Prime Minister Fumio Kishida is calling for unity within the ruling Liberal Democratic Party ahead of the upcoming Upper House elections this summer.
He rallied party faithful and LDP election candidates in a rah-rah speech delivered to the annual party convention held at a Tokyo hotel on March 13.
“Stability in politics is essential” when it comes to dealing with major issues currently facing the country, such as the Russia-Ukraine war and tackling COVID-19, he said.
This marks the first convention the party has held since Kishida took the helm of the LDP last year.
He used his speech to iron out wrinkles that have appeared in his governing coalition since then, stressing that his party intends to strengthen its relationship with Komeito, its junior coalition partner.
“If not the LDP-Komeito coalition, who else could the public leave the administration of this country to?” Kishida said.
Those comments follow reports from recent months that the relationship had become strained over their plans for the upcoming Upper House election.
In the 2016 and 2019 Upper House elections, the two parties struck a mutual endorsement pact. Under the arrangement, the LDP endorsed Komeito’s candidates in some of the electoral districts where three or more seats were contested.
It did that in exchange for Komeito’s endorsement of LDP candidates mainly in 32 electoral districts, in which only one seat was contested.
But the LDP was slow to guarantee Komeito any mutual endorsements for the upcoming Upper House election.
That was largely due to internal party concerns about the Hyogo electoral district, sources said. In the 2019 Upper House election, the LDP had endorsed Komeito’s candidate under their cooperation pact, but then its own candidate struggled to win a seat.
Natsuo Yamaguchi, leader of Komeito, delivered a guest speech.
He revealed that when he met with Kishida on March 10, Kishida told him, “We definitely need to heal what people call the division between us.”
Yamaguchi said he responded by saying, “I totally agree.”
He emphasized in his speech that he and Kishida effectively agreed on March 10 to cooperate again in the upcoming Upper House election and declared that the two parties are once again in each other’s good graces.

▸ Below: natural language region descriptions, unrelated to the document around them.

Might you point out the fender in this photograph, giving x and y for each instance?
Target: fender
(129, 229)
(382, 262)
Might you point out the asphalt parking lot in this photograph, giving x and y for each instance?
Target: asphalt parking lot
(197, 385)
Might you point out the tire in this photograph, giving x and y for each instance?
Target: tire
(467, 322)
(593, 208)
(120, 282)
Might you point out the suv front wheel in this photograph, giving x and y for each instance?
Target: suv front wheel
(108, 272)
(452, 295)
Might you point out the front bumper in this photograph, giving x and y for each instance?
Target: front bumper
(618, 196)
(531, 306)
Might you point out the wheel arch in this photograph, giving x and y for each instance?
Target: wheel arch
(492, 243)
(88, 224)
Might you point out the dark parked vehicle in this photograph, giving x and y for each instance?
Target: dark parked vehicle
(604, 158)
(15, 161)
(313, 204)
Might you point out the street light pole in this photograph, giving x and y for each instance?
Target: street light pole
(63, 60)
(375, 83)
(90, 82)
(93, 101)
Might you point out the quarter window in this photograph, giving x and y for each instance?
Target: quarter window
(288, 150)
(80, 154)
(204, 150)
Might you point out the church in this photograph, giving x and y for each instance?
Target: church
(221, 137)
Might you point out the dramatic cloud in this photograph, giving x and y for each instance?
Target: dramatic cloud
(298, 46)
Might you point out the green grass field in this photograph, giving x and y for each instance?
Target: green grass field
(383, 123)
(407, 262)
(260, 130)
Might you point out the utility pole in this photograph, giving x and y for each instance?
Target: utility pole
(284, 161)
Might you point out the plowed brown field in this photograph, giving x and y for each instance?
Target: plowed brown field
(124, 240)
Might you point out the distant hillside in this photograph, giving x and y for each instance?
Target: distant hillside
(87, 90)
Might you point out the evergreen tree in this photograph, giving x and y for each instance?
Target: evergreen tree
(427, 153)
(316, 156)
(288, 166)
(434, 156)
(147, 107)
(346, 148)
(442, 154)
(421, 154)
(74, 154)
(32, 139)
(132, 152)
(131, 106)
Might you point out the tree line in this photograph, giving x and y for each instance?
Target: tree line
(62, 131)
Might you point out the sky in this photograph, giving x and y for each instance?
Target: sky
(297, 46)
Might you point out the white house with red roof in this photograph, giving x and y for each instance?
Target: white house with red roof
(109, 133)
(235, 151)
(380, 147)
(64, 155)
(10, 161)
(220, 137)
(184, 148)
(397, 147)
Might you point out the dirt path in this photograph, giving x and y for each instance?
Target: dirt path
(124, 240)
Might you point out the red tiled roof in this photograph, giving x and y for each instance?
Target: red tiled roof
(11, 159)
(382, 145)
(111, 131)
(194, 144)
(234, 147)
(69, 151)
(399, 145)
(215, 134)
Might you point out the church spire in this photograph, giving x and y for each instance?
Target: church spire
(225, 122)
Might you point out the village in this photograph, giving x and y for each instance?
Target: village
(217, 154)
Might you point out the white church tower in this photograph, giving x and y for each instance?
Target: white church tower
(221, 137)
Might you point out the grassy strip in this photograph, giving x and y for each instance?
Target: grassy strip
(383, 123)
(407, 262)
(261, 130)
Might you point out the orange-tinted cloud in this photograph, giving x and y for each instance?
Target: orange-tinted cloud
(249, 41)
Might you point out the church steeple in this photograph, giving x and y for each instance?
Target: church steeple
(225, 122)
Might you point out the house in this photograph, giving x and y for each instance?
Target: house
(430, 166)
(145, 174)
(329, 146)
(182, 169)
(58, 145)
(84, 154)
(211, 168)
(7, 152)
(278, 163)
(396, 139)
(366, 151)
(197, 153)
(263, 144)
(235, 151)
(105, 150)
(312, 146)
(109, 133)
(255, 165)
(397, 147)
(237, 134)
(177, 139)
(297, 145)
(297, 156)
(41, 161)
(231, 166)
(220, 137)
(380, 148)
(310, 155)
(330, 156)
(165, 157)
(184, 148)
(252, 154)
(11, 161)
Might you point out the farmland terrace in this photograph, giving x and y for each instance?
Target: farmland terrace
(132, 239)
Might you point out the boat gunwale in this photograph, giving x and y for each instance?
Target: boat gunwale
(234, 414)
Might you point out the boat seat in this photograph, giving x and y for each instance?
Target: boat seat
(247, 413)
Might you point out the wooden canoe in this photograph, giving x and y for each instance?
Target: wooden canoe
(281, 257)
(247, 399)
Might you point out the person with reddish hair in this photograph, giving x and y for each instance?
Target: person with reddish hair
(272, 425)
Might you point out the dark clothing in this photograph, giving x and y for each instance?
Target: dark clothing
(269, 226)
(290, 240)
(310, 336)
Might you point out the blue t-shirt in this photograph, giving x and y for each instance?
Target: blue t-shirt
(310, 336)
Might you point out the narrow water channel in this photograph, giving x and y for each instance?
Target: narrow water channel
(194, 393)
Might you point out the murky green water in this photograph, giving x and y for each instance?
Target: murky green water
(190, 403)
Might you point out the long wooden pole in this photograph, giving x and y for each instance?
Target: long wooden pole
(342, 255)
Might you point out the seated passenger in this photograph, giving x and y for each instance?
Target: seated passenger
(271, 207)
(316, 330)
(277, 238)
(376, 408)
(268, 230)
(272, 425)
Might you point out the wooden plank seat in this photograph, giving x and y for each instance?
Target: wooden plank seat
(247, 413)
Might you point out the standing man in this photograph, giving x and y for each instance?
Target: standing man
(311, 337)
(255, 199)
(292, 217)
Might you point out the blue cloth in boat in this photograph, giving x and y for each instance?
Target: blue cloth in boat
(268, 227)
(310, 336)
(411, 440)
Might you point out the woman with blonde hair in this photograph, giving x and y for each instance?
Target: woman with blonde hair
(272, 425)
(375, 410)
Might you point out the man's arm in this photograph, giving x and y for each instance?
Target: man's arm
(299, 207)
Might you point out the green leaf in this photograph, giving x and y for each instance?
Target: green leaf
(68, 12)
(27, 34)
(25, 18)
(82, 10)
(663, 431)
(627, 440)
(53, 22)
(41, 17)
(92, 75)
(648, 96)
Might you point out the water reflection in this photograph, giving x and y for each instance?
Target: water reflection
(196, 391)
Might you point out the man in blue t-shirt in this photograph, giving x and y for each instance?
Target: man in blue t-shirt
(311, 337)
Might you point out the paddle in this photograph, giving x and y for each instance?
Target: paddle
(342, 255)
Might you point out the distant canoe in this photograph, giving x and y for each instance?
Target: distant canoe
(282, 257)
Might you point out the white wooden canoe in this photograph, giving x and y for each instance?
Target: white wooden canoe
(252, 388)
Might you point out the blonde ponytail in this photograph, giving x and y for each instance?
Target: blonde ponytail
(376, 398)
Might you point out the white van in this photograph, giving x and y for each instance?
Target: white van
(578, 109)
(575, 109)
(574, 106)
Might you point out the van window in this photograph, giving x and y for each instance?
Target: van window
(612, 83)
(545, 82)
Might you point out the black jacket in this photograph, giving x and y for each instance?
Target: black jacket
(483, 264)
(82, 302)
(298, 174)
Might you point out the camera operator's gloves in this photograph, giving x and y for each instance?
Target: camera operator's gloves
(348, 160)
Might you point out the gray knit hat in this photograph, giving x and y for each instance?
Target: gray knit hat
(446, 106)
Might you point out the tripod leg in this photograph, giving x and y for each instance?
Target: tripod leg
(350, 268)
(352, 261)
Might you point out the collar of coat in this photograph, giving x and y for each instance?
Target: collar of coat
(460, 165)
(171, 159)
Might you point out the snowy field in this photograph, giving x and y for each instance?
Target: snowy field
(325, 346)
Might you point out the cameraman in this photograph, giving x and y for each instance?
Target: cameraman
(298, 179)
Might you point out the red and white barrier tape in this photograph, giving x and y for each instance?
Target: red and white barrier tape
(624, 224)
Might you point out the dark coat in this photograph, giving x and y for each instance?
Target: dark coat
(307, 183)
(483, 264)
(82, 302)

The LDP adopted new policies at the convention for its agenda in 2022, which include strengthening its relationship with the Japanese Trade Union Confederation, an organization that has traditionally backed its main political opponents.
Kishida also said in his speech that whatever ensues from the Ukraine crisis, he is determined to protect the lives of people in Japan.
And he vowed he would continue to press for constitutional reform. He argued that it is essential to achieve all four proposed amendments to the Constitution originally set out by former Prime Minister Shinzo Abe, including the addition of the existence of the Self-Defense Forces to Article 9.
“Let’s achieve our party’s fundamental policy, which is to reform the Constitution,” Kishida said.